Luther was born into Christendom, that complex web of human society moderated and governed by the Church. And what was the authority for the life of this institution? A mix of scripture and tradition. It was God’s word alongside Man’s word, coexisting and coequal, just like the Persons of the Trinity. Such a tie created problems for the worshiper because it brought God down to the level of his creature and effectively made God’s word subject to human authority. It introduced false teachings (e.g. Purgatory) into the church which could not be criticized because they had the support of the Church. And the believer was denied the joy of true worship because he was bound to live by the decrees and pronouncements of men.
The Reformation looked beyond all that humans (whether Popes or Kings) could say or had said, and returned back to the fountain of truth, the Word of God, for what to believe and to do. And at this fountain, the worshiper found relief from his burden of guilt in the doctrine of Justification by faith. He found divinely-bestowed dignity in the Priesthood of all believers. He found comfort in knowing that his sins were forgiven – not in the future, but right now – in the doctrine of Assurance.
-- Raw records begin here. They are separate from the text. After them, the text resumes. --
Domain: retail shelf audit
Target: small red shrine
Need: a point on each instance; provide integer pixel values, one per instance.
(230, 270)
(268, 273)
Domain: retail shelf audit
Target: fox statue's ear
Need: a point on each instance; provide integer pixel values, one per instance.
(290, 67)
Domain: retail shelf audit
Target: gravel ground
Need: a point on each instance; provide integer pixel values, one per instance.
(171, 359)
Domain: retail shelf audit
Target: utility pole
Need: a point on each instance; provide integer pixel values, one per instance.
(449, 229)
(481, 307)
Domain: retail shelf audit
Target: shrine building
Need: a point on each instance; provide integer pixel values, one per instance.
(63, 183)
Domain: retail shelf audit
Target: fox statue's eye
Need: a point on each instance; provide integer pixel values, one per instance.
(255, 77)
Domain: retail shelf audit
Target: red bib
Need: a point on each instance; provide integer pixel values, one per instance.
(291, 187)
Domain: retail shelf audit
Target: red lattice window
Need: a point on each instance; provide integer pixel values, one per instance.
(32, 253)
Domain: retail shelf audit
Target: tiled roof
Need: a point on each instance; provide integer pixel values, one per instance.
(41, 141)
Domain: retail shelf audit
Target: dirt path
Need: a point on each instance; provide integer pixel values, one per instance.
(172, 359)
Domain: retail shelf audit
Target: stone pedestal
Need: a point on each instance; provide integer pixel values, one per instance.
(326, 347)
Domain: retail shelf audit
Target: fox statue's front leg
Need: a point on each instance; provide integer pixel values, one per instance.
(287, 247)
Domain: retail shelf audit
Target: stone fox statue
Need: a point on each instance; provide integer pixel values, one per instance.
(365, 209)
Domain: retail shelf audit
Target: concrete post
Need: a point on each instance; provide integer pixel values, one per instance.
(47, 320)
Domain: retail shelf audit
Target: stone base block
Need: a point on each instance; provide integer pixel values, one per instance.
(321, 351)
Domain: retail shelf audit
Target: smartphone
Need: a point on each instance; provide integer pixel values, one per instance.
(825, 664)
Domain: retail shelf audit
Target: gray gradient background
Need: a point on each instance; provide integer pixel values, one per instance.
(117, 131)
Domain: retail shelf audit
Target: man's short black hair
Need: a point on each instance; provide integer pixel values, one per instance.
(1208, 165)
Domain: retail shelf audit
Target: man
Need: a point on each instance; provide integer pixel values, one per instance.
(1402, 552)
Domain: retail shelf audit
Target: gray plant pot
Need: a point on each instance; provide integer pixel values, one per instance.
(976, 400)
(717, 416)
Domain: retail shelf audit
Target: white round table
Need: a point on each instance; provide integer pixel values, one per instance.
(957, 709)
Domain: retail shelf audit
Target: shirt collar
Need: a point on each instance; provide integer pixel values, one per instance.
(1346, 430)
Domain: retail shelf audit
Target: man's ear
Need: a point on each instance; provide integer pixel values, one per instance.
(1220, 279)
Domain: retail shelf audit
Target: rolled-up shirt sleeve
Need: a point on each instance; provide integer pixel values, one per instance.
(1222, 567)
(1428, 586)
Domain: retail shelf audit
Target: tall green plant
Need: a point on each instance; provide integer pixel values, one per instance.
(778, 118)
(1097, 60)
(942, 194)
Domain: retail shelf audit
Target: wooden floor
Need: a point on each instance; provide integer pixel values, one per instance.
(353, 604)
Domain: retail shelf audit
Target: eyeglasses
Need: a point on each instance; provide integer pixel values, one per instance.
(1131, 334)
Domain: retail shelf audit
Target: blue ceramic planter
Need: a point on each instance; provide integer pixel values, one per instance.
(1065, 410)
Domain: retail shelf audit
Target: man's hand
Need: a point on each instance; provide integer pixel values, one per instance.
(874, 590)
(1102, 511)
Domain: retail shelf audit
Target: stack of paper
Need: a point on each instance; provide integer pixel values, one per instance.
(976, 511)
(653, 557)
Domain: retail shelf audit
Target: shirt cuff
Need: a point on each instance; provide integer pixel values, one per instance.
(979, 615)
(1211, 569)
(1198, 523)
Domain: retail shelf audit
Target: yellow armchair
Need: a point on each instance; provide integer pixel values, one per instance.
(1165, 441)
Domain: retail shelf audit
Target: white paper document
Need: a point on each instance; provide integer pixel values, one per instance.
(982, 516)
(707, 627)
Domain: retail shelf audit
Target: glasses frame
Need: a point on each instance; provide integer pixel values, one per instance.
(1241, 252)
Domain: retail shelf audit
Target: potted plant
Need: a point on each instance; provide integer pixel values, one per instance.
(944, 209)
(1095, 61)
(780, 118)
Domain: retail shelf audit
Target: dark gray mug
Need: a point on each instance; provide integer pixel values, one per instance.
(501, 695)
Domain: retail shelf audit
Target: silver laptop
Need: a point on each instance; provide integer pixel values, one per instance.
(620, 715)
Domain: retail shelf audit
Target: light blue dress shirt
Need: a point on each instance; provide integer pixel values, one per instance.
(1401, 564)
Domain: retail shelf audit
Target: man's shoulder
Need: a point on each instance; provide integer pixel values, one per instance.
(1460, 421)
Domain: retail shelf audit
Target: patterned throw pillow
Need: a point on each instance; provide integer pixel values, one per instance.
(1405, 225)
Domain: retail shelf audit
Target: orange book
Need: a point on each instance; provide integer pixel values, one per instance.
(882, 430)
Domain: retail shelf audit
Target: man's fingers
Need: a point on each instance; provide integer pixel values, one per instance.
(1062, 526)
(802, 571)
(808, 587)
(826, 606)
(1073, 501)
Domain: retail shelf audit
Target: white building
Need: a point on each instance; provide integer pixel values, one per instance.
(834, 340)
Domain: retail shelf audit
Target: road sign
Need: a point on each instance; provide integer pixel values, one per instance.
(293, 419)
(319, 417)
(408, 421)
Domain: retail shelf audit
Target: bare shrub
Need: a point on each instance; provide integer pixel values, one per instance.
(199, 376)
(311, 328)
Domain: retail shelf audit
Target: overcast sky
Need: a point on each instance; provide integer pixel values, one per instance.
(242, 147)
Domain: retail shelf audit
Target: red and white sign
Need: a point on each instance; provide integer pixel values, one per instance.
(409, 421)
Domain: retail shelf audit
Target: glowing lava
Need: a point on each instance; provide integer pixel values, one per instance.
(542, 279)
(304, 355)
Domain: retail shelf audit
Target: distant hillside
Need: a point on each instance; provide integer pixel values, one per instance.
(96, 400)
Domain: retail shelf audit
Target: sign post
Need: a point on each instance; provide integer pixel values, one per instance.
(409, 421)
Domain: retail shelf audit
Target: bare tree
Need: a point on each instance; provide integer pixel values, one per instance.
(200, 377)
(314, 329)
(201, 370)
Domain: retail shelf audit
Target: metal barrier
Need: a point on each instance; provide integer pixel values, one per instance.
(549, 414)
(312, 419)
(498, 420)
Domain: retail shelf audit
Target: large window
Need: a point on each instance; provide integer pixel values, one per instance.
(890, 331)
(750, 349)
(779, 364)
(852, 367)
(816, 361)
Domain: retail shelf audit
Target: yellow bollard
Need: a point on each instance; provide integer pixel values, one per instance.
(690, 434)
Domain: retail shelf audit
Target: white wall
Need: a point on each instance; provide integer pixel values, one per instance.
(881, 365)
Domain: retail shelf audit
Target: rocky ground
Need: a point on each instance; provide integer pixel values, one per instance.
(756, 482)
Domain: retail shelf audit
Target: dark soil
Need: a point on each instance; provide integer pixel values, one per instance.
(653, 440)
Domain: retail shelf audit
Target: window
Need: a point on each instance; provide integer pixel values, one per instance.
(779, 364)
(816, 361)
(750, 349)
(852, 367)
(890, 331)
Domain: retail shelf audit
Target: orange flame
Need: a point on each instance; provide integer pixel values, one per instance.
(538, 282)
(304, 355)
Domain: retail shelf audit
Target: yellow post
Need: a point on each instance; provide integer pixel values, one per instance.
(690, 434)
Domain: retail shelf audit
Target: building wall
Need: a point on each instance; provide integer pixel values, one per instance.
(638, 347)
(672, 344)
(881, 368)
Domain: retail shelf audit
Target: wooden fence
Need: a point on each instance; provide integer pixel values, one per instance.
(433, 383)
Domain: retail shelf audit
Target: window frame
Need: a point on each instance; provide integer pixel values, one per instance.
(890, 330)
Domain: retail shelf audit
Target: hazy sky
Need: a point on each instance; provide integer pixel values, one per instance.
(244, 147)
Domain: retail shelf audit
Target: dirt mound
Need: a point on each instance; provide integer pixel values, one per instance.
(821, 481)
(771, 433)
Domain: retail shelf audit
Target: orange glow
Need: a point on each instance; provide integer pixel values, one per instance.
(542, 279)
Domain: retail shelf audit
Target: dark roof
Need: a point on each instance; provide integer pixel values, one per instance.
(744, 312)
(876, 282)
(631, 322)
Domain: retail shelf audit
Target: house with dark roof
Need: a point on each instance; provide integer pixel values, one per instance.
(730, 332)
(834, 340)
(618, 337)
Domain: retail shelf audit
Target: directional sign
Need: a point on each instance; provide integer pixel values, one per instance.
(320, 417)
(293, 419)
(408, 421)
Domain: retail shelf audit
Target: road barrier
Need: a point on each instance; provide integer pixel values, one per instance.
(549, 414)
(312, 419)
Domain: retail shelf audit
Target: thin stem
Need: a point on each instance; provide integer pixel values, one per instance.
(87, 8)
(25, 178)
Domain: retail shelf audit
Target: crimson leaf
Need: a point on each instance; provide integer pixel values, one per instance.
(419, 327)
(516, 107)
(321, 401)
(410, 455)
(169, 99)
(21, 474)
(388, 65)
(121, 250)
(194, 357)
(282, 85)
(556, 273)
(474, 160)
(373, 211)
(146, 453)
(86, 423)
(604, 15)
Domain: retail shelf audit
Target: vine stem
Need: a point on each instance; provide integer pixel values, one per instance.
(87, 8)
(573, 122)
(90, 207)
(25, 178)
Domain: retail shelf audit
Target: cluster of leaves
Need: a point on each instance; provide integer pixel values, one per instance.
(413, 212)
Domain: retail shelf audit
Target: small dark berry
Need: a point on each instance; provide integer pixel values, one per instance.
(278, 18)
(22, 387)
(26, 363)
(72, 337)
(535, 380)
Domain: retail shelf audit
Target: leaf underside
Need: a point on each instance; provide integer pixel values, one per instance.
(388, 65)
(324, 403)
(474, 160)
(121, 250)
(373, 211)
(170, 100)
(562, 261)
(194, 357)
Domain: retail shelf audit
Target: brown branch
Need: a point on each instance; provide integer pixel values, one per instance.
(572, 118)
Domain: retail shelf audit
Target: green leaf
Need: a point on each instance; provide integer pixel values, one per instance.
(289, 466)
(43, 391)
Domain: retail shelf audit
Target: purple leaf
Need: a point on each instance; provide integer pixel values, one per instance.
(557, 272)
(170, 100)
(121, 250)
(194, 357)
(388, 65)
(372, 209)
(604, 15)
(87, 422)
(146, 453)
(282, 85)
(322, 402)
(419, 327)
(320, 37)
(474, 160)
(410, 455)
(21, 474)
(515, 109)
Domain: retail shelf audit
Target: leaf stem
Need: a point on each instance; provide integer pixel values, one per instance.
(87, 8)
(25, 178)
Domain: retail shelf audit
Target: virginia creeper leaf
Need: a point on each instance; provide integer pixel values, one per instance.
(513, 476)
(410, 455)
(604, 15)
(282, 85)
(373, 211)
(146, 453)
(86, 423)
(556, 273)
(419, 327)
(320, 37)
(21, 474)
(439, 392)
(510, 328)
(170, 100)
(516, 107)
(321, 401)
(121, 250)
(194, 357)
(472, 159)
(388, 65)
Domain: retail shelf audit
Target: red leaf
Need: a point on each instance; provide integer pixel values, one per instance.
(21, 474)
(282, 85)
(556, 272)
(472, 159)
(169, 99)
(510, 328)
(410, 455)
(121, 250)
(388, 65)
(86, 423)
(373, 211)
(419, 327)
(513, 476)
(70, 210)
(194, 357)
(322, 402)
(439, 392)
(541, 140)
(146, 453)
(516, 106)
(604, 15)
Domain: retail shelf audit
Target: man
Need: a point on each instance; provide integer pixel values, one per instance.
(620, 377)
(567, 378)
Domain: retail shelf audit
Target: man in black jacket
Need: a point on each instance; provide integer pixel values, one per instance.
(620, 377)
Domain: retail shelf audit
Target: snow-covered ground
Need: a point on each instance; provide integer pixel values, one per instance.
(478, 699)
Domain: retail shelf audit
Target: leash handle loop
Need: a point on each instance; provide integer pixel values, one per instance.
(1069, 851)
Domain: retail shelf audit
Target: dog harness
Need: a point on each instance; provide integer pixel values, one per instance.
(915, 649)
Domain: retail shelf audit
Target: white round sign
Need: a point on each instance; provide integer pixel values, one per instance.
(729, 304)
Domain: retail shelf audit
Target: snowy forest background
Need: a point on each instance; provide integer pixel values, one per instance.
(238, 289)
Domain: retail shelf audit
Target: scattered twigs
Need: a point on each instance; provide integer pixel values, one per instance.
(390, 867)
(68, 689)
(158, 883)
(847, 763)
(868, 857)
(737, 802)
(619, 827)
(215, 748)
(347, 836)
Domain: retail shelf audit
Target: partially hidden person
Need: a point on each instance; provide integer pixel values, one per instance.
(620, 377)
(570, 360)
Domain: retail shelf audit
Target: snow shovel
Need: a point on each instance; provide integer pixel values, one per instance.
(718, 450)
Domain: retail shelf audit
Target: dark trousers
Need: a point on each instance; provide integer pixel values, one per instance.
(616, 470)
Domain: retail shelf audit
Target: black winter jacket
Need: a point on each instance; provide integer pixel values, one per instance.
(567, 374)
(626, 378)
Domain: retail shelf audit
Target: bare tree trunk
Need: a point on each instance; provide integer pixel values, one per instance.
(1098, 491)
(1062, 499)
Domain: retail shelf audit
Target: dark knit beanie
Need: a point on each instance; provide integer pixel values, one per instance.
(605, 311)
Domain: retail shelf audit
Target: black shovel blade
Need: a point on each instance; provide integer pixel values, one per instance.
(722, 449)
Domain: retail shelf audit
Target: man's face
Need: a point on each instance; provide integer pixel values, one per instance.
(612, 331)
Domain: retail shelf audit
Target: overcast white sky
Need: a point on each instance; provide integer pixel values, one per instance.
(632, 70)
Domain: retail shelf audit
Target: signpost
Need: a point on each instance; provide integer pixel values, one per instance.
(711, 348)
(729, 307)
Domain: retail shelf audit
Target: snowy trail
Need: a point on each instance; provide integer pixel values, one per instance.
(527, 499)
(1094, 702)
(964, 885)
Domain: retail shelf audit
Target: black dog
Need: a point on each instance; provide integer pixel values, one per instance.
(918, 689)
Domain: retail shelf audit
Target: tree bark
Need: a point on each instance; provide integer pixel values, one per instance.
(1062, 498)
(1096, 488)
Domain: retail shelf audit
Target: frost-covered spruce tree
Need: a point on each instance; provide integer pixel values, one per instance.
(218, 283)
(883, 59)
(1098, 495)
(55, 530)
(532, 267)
This fountain held forth a promise of greater treasures yet unexplored and undiscovered. And in this the most significant characteristic of the Protestant and evangelical wing of the Church emerges: a resolve to return to this fountain in resolving any theological or religious matter.
The Westminster Confession of Faith testifies to this evangelical principle in its first chapter:
The supreme judge by which all controversies of religion are to be determined, and all decrees of councils, opinions of ancient writers, doctrines of men, and private spirits, are to be examined, and in whose sentence we are to rest, can be no other but the Holy Spirit speaking in the Scripture.
The Belgic Confession also notes in Article 7:
Therefore we must not consider human writings– no matter how holy their authors may have been– equal to the divine writings; nor may we put custom, nor the majority, nor age, nor the passage of time or persons, nor councils, decrees, or official decisions above the truth of God, for truth is above everything else.
In acknowledging the authority of the ecumenical creeds, the Thirty-Nine Articles affirms that this is solely because they are in harmony with the scriptures:
The Nicene Creed, and that which is commonly called the Apostles’ Creed, ought thoroughly to be received and believed: for they may be proved by most certain warrants of Holy Scripture.
Therefore, beyond all the disputes about the divine presence at the Lord’s Supper, the form of government, or the role of the church in society, this was the most important fruit of the reformation – a recovery of the absolute authority of God speaking through his word. This was the principle of the Reformation and this is the truth that our world must re-embrace today.